THRILLS, PILLS & SHARKS: NEW DAMIEN HIRST EXHIBITION BRINGS BACK THE FORMALDEHYDE SHARK AND MUCH, MUCH MORE!

British artist Damien Hirst made a name for himself in the early 1990s with a sensational exhibition of works that included a dead shark suspended in a tank of formaldehyde. The artwork was titled “The Physical Impossibility of Death in the Mind of Someone Living” and it left an indelible, iconic impression on viewers, critics, and the public alike.

Now, nearly three decades later, a new exhibition in London features similar works and more from Hirst’s early career. There’s a shark chopped up in sections with each part in its own tank called “Myth Explored, Explained, Exploded” from 1993. There are other sharks, too, encased in clear plexiglass coffins. The exhibition is called “End of a Century,” which is also the name of a song by the Britpop band Blur that was popular in the U.K. around the time Hirst was becoming an art world darling.

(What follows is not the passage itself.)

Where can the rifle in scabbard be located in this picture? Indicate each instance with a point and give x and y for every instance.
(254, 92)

There are also dead cows heads, pigs and chickens — animal bodies and body parts — all chemically preserved in blue-tinted glass cases. It’s gruesome but compelling, eerie but clinical and bright. The story behind how some of the artwork was made might be disturbing for some. According to the Guardian newspaper in the U.K., a small herd of cattle were slaughtered for the purpose of Hirst creating another artwork in the show that includes a pile of cows heads.

Another part of the show is dedicated to Hirst’s artwork comprised of pharmacological product — the compositional display of a wide variety of actual pills in various shapes, sizes and colors, as well as a myriad of beakers and containers. (For a few years in the late ’90s and early 2000s, Hirst helped back a popular restaurant called Pharmacy in the London that was decorated with his artwork.)

The artwork in this exhibition still captivates as much now as it did in the ’90. It’s also equally repellent. It all makes for a greatest-hits retrospective, but one that is a testament to the power of these works and relevance even now as the world stares down a deadly pandemic. The show runs through March 2021 at the Newport Street Gallery in London.